During that meeting, Seymour, with board approval, read a letter of concern that basically stated Regan had told lies about him to three other board members. Seymour indicated in the letter that Regan lied about how he acquired taped recordings of previous school board meetings and that those lies “maligned” him and his integrity. The letter ended with Seymour asking for Regan’s resignation.
Once Regan understood the letter was referencing her, she asked that the issue be discussed in executive session, but board members argued that since she made the statements about Seymour in public, the letter of concern should be public as well.
A vote was taken to end the meeting, and the five aforementioned board members voted to continue the meeting.

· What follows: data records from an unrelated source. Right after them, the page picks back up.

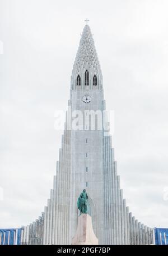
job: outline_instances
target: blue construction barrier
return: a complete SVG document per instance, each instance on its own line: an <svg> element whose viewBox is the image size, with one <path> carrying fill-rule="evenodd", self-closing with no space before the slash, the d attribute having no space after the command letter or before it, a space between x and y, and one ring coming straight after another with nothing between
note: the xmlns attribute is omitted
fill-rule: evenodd
<svg viewBox="0 0 168 256"><path fill-rule="evenodd" d="M0 245L21 244L22 228L0 229Z"/></svg>

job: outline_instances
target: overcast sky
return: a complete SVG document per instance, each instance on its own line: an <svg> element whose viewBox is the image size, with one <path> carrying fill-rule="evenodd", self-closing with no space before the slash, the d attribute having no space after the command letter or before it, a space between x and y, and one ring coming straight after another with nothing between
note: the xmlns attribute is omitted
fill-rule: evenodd
<svg viewBox="0 0 168 256"><path fill-rule="evenodd" d="M67 109L87 17L127 205L145 224L168 228L167 1L0 5L0 228L34 221L50 196L63 132L54 111Z"/></svg>

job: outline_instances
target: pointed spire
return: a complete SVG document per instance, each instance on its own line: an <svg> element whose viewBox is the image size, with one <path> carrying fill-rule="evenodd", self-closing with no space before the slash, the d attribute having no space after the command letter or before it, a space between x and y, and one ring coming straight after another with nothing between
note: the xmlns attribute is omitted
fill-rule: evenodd
<svg viewBox="0 0 168 256"><path fill-rule="evenodd" d="M87 21L88 20L87 20ZM81 87L80 88L78 87L77 88L86 89L86 86L85 86L86 85L86 83L85 84L85 79L86 79L85 75L86 75L86 70L88 72L89 79L89 86L87 89L102 89L102 77L100 65L92 35L87 24L84 27L73 65L71 77L71 88L77 88L77 78L80 76L81 78ZM93 88L94 75L96 77L97 86ZM95 83L94 85L95 85Z"/></svg>

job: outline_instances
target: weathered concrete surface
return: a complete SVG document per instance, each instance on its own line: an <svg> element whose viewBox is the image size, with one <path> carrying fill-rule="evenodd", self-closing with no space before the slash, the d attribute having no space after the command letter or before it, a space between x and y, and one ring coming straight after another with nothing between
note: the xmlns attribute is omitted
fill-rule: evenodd
<svg viewBox="0 0 168 256"><path fill-rule="evenodd" d="M87 213L83 213L78 218L77 229L72 240L72 244L98 244L98 239L93 230L92 218Z"/></svg>

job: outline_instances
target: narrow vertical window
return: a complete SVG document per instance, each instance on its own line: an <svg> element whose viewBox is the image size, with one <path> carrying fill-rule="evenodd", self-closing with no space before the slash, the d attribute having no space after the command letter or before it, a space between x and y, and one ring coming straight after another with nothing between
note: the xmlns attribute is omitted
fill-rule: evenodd
<svg viewBox="0 0 168 256"><path fill-rule="evenodd" d="M88 86L88 72L86 70L85 73L85 86Z"/></svg>
<svg viewBox="0 0 168 256"><path fill-rule="evenodd" d="M93 78L93 86L97 86L97 77L96 75Z"/></svg>
<svg viewBox="0 0 168 256"><path fill-rule="evenodd" d="M76 79L76 85L80 86L81 85L81 77L78 75Z"/></svg>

Three board members – Clause Berthiaume, Sylvia Ellis and Patricia Sirois, who serves as chairwoman – are not listed in the complaint. The three walked out of the Oct. 22 meeting while Seymour was reading his letter and returned just as he was finishing.
School officials in attendance also left the meeting, leaving only a handful of residents, including two Holden Town Council members.

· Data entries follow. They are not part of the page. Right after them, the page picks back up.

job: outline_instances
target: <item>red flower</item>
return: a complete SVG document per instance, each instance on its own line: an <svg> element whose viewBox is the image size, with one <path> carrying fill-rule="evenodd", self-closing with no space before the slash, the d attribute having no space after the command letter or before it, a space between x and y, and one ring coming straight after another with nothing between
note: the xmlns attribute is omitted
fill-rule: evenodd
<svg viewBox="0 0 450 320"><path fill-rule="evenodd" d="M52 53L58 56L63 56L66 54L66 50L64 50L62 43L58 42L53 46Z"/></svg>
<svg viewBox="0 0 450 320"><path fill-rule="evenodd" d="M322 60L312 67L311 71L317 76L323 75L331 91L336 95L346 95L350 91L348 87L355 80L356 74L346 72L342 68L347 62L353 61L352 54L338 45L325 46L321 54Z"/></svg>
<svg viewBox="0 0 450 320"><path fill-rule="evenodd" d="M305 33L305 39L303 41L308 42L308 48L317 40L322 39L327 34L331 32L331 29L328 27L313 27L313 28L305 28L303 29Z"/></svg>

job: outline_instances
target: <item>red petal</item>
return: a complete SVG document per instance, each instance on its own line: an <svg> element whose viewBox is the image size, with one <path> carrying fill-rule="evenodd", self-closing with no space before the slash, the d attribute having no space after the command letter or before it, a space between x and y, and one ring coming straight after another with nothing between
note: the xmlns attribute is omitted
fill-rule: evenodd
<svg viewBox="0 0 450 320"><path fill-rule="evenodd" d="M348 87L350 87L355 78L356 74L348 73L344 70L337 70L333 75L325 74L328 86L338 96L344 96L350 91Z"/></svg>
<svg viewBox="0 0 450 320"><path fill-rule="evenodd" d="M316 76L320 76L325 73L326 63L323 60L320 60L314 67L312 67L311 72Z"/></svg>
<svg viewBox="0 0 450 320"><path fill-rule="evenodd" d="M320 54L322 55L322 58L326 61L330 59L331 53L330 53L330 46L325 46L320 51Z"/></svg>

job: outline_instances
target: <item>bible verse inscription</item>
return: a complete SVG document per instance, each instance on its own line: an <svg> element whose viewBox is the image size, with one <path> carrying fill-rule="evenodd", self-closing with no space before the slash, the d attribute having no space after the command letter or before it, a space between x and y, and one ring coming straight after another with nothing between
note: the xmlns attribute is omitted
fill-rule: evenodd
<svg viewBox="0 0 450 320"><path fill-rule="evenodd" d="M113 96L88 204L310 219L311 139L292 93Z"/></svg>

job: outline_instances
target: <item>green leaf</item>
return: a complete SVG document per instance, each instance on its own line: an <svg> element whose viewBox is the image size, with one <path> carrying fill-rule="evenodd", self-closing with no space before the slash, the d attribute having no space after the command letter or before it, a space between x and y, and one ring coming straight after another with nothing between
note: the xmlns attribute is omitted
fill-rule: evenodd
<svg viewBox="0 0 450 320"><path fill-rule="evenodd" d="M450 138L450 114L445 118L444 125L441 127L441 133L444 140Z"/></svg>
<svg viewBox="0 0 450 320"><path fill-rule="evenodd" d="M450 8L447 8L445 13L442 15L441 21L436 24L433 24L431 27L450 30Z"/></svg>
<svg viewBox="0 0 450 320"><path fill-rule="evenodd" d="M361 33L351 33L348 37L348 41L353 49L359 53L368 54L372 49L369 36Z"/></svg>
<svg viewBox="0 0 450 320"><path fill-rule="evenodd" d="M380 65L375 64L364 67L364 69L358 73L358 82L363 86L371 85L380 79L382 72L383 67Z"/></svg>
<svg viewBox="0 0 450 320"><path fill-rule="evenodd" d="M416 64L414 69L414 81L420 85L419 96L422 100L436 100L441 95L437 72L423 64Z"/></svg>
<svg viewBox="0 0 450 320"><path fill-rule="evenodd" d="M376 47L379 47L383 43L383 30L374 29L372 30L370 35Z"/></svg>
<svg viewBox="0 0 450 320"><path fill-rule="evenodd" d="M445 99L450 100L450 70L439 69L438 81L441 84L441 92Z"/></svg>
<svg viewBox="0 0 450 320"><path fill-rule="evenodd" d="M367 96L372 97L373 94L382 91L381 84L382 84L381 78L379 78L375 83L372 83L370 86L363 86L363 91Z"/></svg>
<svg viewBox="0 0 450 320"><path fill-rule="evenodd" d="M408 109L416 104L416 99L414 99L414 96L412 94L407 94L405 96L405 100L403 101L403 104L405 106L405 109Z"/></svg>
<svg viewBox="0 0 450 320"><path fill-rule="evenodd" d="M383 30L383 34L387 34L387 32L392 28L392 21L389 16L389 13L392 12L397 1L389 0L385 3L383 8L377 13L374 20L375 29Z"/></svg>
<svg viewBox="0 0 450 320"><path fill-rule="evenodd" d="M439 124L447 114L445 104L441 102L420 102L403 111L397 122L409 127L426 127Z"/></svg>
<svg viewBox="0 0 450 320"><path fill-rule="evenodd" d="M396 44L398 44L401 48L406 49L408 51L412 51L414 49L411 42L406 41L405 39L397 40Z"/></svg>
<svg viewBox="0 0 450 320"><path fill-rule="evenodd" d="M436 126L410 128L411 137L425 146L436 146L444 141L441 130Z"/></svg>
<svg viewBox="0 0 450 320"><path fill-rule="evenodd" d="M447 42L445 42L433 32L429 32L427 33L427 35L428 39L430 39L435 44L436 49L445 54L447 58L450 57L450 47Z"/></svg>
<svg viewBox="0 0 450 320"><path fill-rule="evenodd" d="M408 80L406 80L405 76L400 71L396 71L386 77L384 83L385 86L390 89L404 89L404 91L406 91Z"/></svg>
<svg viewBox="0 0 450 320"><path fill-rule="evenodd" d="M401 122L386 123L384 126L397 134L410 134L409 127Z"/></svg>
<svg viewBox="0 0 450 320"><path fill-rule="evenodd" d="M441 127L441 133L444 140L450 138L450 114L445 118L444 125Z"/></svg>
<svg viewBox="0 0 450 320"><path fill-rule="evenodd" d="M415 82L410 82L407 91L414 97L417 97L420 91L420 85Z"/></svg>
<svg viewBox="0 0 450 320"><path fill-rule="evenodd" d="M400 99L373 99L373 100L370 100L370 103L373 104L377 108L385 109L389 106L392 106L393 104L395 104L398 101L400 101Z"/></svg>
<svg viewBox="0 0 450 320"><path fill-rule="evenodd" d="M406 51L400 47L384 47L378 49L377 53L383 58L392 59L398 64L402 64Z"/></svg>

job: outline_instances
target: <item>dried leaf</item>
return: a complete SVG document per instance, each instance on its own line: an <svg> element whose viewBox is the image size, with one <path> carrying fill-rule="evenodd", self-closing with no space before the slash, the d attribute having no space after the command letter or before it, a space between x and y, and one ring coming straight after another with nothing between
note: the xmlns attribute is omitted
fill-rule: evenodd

The board did not immediately address Seymour’s letter or his request that Regan resign but instead moved on to finish the few remaining items on the agenda without incident. They then went into a 11/2-hour closed-door meeting, during which heated debate sometimes could be heard from outside the room. The executive session ended with no official action being taken by the board, but Seymour did rescind his letter and the board issued an apology for its actions that evening.
The legal action announced against the five board members is to “redress the grievous injury to her reputation and her mental and emotional wellbeing” brought about by them, according to Regan’s intent-to-sue letters. Regan is asking for $400,000, the statutory maximum penalty allowed by law.
In the separate discrimination complaint filed with the Maine Human Rights Commission, Regan does not list the board members individually, but names SAD 63 as the employer who discriminated against her.
The complaint does refer, however, to the five board members who voted during the Oct. 22 school board meeting to allow “Mr. S” to read his letter. It also goes on to state that “Mr. S’s retaliatory action was done with the worst kind of malice.”
Regan declined Monday to comment on either of her legal actions. The involved board members also have indicated they have been advised by legal counsel not to comment publicly because of the pending litigation.
When it next meets on Monday, Nov. 26, the school board is expected to go into another executive session to discuss those pending legal issues.